Priya and Madhu seem to have it all. There is however one thing which Priya yearns for and which is missing. Her own baby. Three miscarriages and three failed IVF attempts at enormous cost have seen Priya and Madhu saddened by both the process and the result. Madhu is resigned to their childlessness and is frustrated that Priya cannot move on.
The question of surrogacy comes up and they decide upon a home in South India run by an efficient doctor with proven results. A baby is conceived and the plan set in motion.
The story then turns to the surrogate mother. Asha is a bit different to the other mothers. She went into this for the money. They have an exceptionally gifted little boy of five and a little girl. They have no home of their own and Asha and Pratap her husband see this as the only way of going forward. Asha did not expect to have contradictory feelings of guilt and love for the child, distaste and dislike for Priya and her modern ways and to feel that she has not made the right decision but is being swept forward on a tidal wave of other people's needs and wants.

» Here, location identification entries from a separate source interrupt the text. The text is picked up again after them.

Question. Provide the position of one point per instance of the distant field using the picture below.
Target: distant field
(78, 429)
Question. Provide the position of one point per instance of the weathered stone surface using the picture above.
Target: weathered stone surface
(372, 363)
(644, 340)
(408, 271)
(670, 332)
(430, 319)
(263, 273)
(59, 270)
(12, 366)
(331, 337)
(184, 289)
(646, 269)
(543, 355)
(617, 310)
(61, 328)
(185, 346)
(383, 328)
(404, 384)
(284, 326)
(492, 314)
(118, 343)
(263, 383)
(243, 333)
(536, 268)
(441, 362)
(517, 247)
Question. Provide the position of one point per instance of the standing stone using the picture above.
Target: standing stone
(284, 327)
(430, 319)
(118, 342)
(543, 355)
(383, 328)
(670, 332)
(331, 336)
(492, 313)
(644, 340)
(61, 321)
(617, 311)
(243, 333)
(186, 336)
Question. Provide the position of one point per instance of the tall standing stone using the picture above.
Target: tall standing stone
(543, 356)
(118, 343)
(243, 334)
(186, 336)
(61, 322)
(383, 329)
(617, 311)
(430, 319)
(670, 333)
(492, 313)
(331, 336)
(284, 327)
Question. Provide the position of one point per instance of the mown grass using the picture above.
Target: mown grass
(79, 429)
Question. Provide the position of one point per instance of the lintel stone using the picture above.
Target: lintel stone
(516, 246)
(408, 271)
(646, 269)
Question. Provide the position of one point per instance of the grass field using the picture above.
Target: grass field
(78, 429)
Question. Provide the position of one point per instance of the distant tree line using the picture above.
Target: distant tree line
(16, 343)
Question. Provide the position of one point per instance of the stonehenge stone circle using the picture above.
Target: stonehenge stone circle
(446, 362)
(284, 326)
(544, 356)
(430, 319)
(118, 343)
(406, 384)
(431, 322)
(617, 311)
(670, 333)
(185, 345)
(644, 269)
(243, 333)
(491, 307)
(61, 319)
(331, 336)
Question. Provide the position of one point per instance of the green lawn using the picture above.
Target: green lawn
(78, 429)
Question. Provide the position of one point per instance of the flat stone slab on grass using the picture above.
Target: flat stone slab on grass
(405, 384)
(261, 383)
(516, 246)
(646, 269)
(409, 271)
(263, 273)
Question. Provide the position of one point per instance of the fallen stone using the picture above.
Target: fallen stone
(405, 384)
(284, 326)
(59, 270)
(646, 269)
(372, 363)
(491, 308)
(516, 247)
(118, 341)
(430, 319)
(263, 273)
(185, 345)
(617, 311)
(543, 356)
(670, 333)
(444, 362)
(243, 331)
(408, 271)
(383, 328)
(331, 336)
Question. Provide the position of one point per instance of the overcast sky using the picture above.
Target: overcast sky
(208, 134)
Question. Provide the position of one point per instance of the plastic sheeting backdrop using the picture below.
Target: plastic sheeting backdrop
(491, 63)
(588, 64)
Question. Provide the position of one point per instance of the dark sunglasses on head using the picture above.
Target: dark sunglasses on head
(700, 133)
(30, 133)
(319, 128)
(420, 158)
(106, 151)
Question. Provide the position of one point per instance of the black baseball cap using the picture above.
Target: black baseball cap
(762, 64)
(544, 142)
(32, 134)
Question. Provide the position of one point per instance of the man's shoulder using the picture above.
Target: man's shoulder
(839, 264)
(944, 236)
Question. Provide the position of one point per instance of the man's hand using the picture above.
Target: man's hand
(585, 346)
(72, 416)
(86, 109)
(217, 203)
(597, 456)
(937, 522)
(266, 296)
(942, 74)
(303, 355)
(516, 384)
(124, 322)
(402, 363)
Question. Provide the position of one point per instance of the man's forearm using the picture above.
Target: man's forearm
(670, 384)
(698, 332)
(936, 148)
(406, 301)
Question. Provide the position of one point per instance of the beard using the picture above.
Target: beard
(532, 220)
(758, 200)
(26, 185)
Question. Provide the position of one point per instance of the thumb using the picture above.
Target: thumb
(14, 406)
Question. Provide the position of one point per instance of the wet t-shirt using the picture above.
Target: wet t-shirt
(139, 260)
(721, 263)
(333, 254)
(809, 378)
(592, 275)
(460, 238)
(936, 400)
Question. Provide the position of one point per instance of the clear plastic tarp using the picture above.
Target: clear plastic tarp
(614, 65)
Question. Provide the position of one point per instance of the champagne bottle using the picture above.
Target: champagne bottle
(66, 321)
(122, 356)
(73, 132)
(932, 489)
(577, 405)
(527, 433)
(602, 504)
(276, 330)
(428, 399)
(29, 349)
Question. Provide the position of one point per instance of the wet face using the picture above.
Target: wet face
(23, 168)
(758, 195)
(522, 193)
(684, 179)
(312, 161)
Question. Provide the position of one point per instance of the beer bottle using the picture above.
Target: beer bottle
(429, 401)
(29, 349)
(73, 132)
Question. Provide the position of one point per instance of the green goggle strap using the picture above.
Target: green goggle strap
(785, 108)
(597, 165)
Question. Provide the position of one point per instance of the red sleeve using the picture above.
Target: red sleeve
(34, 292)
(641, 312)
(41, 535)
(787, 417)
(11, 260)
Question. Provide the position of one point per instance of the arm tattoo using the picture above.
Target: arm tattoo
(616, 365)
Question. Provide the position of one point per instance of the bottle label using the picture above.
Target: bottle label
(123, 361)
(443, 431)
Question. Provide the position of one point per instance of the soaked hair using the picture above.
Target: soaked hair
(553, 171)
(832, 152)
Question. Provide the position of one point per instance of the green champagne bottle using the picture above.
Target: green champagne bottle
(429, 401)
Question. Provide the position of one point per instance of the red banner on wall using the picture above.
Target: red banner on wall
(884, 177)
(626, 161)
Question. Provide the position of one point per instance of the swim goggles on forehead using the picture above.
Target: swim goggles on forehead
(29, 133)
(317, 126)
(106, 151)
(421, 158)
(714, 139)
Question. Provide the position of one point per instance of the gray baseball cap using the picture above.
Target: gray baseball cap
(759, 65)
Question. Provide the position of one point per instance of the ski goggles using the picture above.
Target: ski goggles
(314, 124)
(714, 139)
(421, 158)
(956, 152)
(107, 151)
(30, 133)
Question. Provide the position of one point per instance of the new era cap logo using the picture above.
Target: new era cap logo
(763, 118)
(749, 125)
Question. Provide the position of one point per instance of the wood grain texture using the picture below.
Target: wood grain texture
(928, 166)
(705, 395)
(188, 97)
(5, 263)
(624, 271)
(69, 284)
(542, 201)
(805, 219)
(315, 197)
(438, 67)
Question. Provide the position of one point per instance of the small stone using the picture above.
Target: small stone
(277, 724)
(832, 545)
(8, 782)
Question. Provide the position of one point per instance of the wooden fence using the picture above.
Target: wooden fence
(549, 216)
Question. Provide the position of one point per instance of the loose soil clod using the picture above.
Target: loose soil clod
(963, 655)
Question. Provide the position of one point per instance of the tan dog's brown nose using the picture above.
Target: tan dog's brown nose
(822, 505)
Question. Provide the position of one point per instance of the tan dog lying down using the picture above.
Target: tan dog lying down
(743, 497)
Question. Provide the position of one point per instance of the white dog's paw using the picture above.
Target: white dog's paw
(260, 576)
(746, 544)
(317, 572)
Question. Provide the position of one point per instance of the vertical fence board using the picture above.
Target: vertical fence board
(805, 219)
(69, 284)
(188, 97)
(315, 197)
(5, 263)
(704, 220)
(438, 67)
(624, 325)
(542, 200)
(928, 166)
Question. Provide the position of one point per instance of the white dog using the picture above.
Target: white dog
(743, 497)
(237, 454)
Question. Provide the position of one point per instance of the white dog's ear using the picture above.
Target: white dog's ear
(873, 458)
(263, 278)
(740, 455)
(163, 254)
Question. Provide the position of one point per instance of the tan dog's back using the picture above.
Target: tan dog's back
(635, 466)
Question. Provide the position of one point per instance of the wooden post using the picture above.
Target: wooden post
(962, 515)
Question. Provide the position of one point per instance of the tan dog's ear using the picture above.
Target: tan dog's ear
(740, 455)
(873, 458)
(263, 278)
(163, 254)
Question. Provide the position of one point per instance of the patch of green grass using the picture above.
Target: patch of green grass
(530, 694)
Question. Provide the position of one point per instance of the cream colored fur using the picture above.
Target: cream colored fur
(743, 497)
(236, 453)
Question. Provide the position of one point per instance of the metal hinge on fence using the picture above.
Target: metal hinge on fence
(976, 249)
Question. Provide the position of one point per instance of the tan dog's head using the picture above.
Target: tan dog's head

In her inner mind, she knows that the net result would bring happiness to another couple, bring happiness to her own small family but still Asha is not happy.
The author Amulya brings all these contradictory strands together smoothly in a story that brings out the best of all the worlds. The problems facing both the surrogate parent as well as the sponsor parents, the fringe around them of lucrative benefits to those who can organise such things such as the clinics and doctors who benefit immensely from these transactions. At the end it is a transaction with benefits to all - but it is a need that is supplied and ultimately satisfactorily to all the parties concerned. In this instance anyway.
The story holds your interest from the beginning to the end. Characterization was brilliant and the story was an emotional as well as a balanced one.
Sent to me by Netgalley for an unbiased review courtesy of Lake Union Publishing.